NewsTransportation & Development

Actions

Hyde Park residents push back against 'Wasson Tower' development

wasson-tower-plk.jpg
Posted at 3:22 PM, Jul 13, 2021
and last updated 2021-07-14 07:26:53-04

CINCINNATI — Hyde Park residents met Tuesday night to air their grievances with an incoming development project along the newly opened Wasson Way mixed-use trail that connects their neighborhood with several others.

But their efforts might be too little, too late — if they had any recourse at all.

Dubbed "Wasson Tower," the six-story development will bring 51 luxury rental units and a 100-space parking garage to 3660 Michigan Avenue with the complex's front door opening right onto the trail that quickly became popular for walkers, runners and people riding bikes. It will also include a small amount of ground-level retail space.

Residents like Monica Ahrens, who has helped organize push-back against the project, said neighbors are primarily concerned with what they worry will be increased traffic to the area — particularly near the pedestrian- and bike-heavy trail — as well as drainage issues that can accompany large development projects.

"The big, big, big two issues are the traffic and the sewage problems in the area," said Monica Ahrens, one of the residents who have organized to insist a traffic study be done in the area before the project proceeds.

"A big, big concern is we just got this Wasson Way trail developed, and it used to be railroad tracks. And now there are so many runners and walkers and bikers and kids that are walking on this," she said.

wasson-tower-hyde-park.jpg
This rendering depicts a development coming to Hyde Park along Michigan Avenue and the Wasson Way trail.

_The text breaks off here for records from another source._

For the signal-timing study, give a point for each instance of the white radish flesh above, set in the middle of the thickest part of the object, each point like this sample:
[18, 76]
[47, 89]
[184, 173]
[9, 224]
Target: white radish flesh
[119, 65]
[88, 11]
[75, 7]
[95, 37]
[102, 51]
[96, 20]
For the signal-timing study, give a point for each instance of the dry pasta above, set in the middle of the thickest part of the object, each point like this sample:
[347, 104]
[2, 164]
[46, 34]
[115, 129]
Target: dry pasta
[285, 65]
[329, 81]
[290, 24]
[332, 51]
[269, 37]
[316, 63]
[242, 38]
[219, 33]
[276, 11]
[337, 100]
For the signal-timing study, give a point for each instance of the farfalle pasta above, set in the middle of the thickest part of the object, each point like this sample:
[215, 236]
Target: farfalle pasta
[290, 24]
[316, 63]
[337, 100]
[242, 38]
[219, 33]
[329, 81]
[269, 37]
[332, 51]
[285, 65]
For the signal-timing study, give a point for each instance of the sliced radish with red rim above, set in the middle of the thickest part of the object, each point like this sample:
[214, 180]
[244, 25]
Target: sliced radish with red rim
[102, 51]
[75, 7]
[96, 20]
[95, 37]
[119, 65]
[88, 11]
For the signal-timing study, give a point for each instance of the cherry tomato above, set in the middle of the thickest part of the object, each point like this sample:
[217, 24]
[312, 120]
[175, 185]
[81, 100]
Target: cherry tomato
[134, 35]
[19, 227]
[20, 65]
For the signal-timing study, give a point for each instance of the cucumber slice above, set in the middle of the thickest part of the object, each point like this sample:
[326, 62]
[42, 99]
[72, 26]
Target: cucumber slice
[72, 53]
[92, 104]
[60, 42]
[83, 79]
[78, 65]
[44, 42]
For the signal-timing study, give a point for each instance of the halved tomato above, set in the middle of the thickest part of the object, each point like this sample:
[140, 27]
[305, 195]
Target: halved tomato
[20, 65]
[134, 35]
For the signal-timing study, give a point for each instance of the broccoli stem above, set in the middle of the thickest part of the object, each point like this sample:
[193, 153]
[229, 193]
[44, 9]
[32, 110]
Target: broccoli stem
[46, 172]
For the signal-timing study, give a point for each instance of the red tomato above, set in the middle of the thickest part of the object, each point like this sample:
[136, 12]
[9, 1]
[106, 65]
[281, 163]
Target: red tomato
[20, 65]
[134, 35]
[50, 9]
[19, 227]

At Tuesday night's meeting, the group "Stop the Wasson Tower" had a petition with more than 2,000 signatures opposing the development. Residents like Kara Farnham were shocked to learn of the construction plans only one week ago.

"The idea of adding density to the space that's already a concern seems irresponsible," she said.

But Nick Lingenfelter, vice president of development for PLK Communities, said his team spent months making sure their plans fit within existing city code and zoning laws and that the development actually could solve some of the concerns residents have raised.

"When we acquired it, we knew there were some past environmental issues that needed to be dealt with, primarily that there were old rail lines," Lingenfelter said. "A big step that we're going through right now is that we're making sure that we're cleaning up the soil."

He also said the development includes building an underground water detention system to prevent future runoff issues.

As for traffic, Lingenfelter said, the plan takes that into account, too.

In years past, Lingenfelter said, the land held a carry-out and drive-thru restaurant and a garden center, which generated more traffic than the 51 units will. Had the land been repurposed for similar commercial uses, he said, traffic would have become much thicker in the area.

"That doesn't mean we didn't look at traffic patterns, look at how much (water) detention do we need, and other items like that before we designed the project," he said. "We're actually building to the code, which is somewhat of an anomaly in this city, because it's significantly hard to do that right now."

Other larger projects — including some of PLK's other communities, he said — require variances, or requests that the city change its codes and zoning, to accommodate a new real estate development. For 3660 Michigan, that's not the case, he said.

"Overall, we view this as a great improvement to the site," he said. "We want to make sure that the community is filled in on build timing, that the trail is going to stay open -- questions like that, we want to make sure we're answering."

Ultimately, residents said, they want a conversation. A chance to ask questions of the developers directly.

"We're asking PLK to do what's right: If they truly believe this is a benefit to the community, they should be proud to engage us, they should believe that what they're sharing with us, it's something that we would be proud and supportive of," Farham said.

The community council told residents there is not much that can be done because developers technically did not have to get community input on their plans. Additionally, the council has no authority in the matter.

They can, however, be a voice for the community and advocate their concerns to the Cincinnati City Council.

Cincinnati City Council member Jan-Michele Lemon Kearney was in attendance and echoed a similar sentiment to many in the room, asking, "Why hasn't the developer spoken to the community? Now, they don't have to, but they really should. There should be community engagement so that you can ask them all these questions directly."

Kearney said she spoke with PLK, who told her they are willing to sit down with concerned residents.

Construction is expected to begin next month and last through 2022.